Of those assessed during the past 18 months, 54 percent were rated as "high danger," showing factors believed to be predictive of homicide: threats to kill, use of a weapon against the victim in the past, assaults that include choking. Unemployment and having a stepchild in the home are factors, too, although they are not as heavily weighted as some others.

The basis of the assessment is a 2003 study led by Jacquelyn C. Campbell of Johns Hopkins University that examined cases of women killed or almost killed by husbands and boyfriends in 11 U.S. cities and compared them against other abused women.
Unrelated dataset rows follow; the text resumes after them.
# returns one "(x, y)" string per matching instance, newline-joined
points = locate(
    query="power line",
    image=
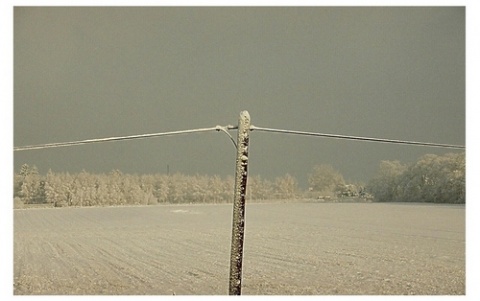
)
(358, 138)
(119, 138)
(225, 130)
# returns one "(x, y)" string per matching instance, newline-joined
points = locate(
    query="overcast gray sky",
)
(81, 73)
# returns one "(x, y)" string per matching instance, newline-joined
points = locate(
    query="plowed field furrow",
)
(292, 248)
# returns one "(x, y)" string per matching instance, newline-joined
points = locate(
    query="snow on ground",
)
(290, 249)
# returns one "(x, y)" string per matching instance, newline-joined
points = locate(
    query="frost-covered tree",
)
(324, 178)
(385, 184)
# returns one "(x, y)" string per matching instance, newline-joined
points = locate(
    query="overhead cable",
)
(119, 138)
(358, 138)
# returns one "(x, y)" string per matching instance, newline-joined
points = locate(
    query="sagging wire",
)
(119, 138)
(358, 138)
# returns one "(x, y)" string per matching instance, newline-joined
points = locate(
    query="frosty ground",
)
(290, 248)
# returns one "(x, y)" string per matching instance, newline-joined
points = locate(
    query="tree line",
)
(432, 179)
(435, 179)
(117, 188)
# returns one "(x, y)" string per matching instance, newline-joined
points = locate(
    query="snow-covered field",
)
(290, 248)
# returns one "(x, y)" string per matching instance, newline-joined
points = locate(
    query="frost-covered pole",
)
(238, 224)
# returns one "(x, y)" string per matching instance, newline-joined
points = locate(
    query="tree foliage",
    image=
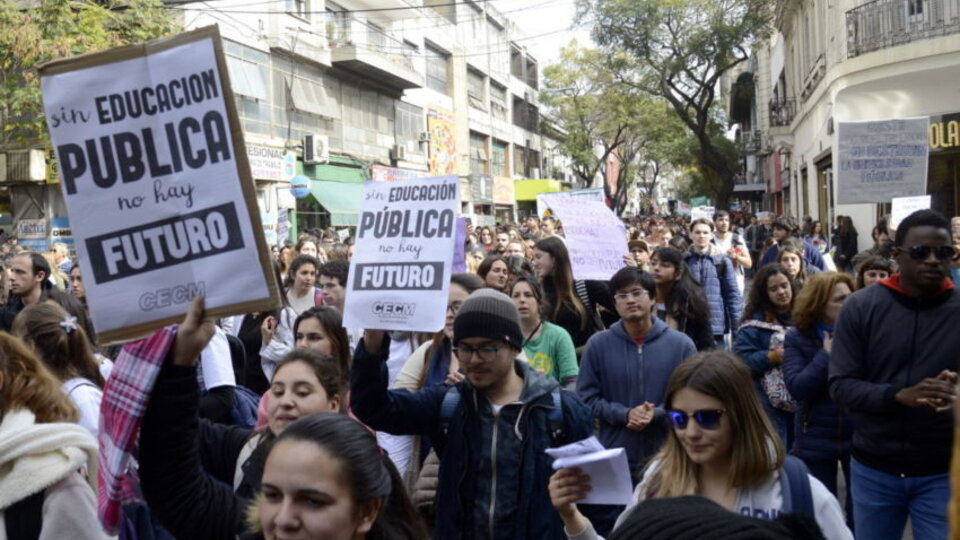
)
(611, 128)
(33, 33)
(679, 50)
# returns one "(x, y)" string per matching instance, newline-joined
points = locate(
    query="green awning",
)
(340, 199)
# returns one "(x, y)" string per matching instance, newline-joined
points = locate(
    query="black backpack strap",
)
(23, 520)
(795, 487)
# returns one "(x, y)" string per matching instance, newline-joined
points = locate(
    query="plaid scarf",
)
(125, 397)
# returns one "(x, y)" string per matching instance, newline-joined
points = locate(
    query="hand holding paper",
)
(605, 471)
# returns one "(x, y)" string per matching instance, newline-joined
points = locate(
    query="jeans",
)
(882, 502)
(826, 472)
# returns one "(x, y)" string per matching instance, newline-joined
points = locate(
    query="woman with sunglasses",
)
(722, 447)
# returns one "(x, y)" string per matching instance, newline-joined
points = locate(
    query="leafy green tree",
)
(612, 130)
(34, 32)
(679, 50)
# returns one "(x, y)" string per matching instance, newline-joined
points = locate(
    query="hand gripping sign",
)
(400, 271)
(157, 184)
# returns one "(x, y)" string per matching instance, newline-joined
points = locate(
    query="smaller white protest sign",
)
(596, 238)
(589, 194)
(881, 160)
(706, 212)
(400, 271)
(901, 207)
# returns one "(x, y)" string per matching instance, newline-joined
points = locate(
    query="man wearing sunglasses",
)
(893, 368)
(493, 469)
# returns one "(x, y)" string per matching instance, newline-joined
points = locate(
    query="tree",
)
(611, 129)
(54, 29)
(679, 50)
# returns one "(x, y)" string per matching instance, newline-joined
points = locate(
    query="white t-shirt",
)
(86, 397)
(216, 366)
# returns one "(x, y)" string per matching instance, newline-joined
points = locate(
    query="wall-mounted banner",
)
(157, 183)
(400, 271)
(881, 160)
(596, 238)
(589, 194)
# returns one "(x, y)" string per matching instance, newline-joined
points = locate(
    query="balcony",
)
(782, 112)
(888, 23)
(372, 52)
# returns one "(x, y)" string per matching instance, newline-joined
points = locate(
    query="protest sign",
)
(157, 184)
(400, 271)
(881, 160)
(590, 194)
(595, 237)
(901, 207)
(705, 212)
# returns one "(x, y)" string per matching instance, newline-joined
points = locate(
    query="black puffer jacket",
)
(886, 341)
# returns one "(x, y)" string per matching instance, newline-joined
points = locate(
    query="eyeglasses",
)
(634, 294)
(707, 418)
(487, 353)
(922, 253)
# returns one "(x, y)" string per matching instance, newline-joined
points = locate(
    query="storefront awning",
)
(340, 199)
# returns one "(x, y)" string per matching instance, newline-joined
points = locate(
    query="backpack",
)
(451, 401)
(795, 487)
(245, 404)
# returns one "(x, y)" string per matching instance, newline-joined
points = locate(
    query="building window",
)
(478, 154)
(300, 8)
(498, 101)
(476, 89)
(410, 123)
(437, 69)
(498, 159)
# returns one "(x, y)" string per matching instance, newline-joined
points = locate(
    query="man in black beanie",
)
(490, 430)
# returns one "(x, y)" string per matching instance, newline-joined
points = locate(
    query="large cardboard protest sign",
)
(881, 160)
(400, 271)
(595, 237)
(157, 184)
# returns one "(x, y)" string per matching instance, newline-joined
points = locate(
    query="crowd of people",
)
(798, 387)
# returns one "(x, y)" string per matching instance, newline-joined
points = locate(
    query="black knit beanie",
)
(696, 518)
(490, 314)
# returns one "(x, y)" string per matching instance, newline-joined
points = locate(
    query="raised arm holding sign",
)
(161, 201)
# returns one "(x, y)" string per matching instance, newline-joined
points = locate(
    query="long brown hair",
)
(562, 277)
(28, 384)
(813, 297)
(60, 342)
(756, 451)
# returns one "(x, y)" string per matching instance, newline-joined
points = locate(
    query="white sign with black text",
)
(400, 271)
(156, 183)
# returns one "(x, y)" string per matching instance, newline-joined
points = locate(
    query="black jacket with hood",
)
(886, 341)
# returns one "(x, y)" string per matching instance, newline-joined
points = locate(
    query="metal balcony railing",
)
(881, 24)
(782, 112)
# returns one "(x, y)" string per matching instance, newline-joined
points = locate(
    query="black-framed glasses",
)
(487, 353)
(922, 253)
(706, 418)
(634, 294)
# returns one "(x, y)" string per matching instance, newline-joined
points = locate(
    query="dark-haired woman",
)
(199, 477)
(823, 434)
(759, 340)
(548, 347)
(326, 479)
(680, 299)
(570, 304)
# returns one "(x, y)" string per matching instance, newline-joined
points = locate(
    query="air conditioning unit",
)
(23, 166)
(316, 149)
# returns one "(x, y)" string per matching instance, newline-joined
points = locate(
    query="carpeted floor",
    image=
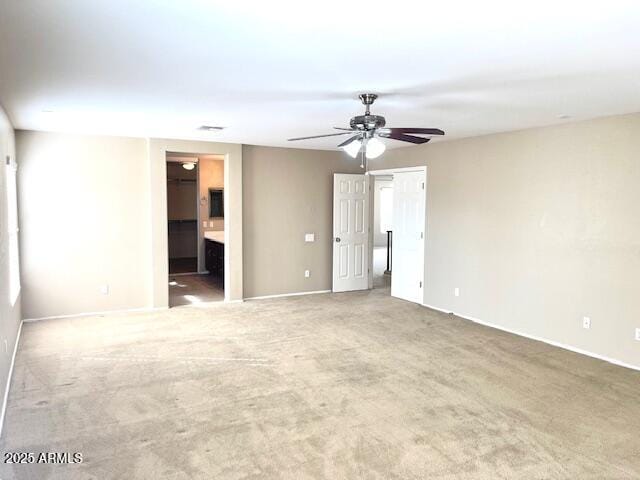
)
(334, 386)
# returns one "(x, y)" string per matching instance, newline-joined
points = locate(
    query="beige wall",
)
(538, 228)
(211, 175)
(84, 214)
(93, 212)
(287, 193)
(10, 314)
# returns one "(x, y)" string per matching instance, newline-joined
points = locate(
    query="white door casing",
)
(350, 232)
(409, 198)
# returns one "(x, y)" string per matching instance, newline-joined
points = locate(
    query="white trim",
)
(391, 171)
(93, 314)
(281, 295)
(9, 376)
(539, 339)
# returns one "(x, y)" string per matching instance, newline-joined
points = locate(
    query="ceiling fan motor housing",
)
(367, 122)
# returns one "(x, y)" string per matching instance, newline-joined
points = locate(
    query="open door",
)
(408, 235)
(350, 232)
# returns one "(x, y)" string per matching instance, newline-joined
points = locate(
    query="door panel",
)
(350, 232)
(408, 235)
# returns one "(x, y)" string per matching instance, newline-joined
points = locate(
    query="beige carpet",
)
(328, 386)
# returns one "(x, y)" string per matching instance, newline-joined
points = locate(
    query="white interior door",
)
(350, 232)
(408, 235)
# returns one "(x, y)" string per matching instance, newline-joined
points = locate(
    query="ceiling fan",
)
(367, 130)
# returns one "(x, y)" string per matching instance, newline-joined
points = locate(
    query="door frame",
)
(391, 171)
(179, 158)
(157, 149)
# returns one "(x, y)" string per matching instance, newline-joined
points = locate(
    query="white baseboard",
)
(281, 295)
(9, 376)
(93, 314)
(539, 339)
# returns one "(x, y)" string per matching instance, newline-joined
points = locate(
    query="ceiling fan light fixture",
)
(375, 148)
(353, 148)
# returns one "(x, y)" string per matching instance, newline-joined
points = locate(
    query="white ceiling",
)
(275, 69)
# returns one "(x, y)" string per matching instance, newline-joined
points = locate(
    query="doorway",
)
(195, 228)
(397, 237)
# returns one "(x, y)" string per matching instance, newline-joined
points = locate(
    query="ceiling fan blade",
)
(318, 136)
(348, 141)
(405, 138)
(423, 131)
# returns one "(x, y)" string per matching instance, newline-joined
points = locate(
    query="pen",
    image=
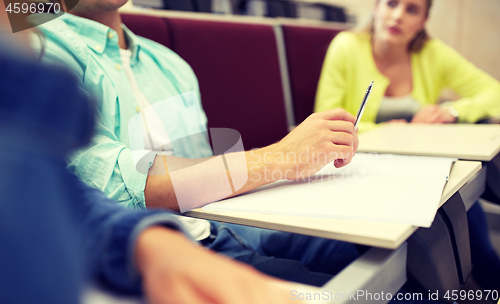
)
(363, 105)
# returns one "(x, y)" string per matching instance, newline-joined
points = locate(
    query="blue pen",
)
(363, 105)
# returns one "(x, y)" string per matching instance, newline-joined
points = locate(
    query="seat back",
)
(150, 27)
(305, 50)
(238, 70)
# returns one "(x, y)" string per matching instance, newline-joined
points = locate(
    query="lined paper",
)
(373, 187)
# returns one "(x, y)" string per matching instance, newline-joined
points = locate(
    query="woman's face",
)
(397, 22)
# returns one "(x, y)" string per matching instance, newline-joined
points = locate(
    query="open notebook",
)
(373, 187)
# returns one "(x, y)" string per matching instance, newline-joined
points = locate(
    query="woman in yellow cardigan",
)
(410, 70)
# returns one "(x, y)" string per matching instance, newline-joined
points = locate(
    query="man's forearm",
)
(181, 184)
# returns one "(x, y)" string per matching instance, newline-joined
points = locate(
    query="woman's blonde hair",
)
(420, 39)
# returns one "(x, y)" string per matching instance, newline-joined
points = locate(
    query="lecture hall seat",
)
(150, 27)
(238, 70)
(305, 50)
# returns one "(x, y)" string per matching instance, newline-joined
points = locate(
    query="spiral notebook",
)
(373, 187)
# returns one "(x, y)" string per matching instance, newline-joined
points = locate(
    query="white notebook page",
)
(373, 187)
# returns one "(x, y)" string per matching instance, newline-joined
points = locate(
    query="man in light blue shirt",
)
(129, 76)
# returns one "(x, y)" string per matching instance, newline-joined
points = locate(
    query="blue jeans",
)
(288, 256)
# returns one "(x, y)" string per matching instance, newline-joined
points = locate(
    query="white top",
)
(401, 107)
(156, 133)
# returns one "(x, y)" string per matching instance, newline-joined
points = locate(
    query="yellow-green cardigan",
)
(349, 68)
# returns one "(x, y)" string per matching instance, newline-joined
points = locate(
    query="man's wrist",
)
(148, 240)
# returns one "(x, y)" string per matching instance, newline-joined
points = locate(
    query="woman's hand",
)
(177, 271)
(433, 114)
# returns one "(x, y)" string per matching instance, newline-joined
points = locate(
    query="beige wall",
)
(470, 26)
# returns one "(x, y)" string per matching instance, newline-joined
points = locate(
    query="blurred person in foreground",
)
(58, 235)
(151, 133)
(410, 70)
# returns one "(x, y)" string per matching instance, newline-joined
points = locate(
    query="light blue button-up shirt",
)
(91, 50)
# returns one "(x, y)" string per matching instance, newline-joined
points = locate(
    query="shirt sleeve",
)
(332, 82)
(479, 90)
(108, 165)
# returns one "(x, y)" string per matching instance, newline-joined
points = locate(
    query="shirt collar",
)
(96, 35)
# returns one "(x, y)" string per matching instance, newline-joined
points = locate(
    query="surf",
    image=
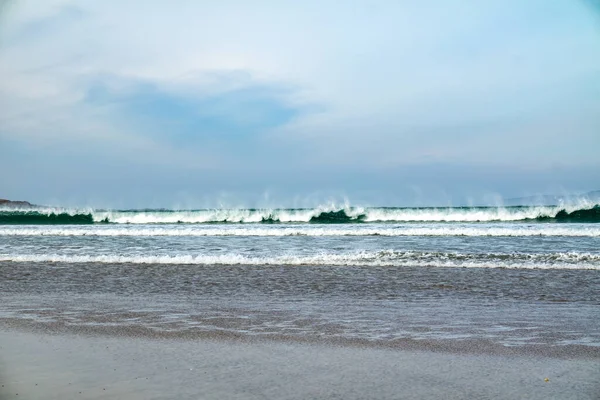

With this research in mind, Maryland Network Against Domestic Violence leaders sat down with Campbell and her colleagues, as well as prosecutors, police and others. Over a year, the group came up with a police protocol and the 11-question lethality assessment. The document is revised, more concise version of one Campbell developed in 1986 for advocates and health professionals.

Pilot programs were launched in 2004.

Since the full program started in 2006, almost one in three of the 900 victims who spoke to a counselor on the scene of a domestic incident later showed up at a domestic violence services agency -- for a protective order, shelter, counseling, support group or other service.

"To get 284 of them into services, that's huge," said Dave Sargent, a retired District police lieutenant who has shepherded the new program, training police across Maryland on behalf of the Maryland network. "We believe that by getting that victim into services, we have enhanced her chances of survival."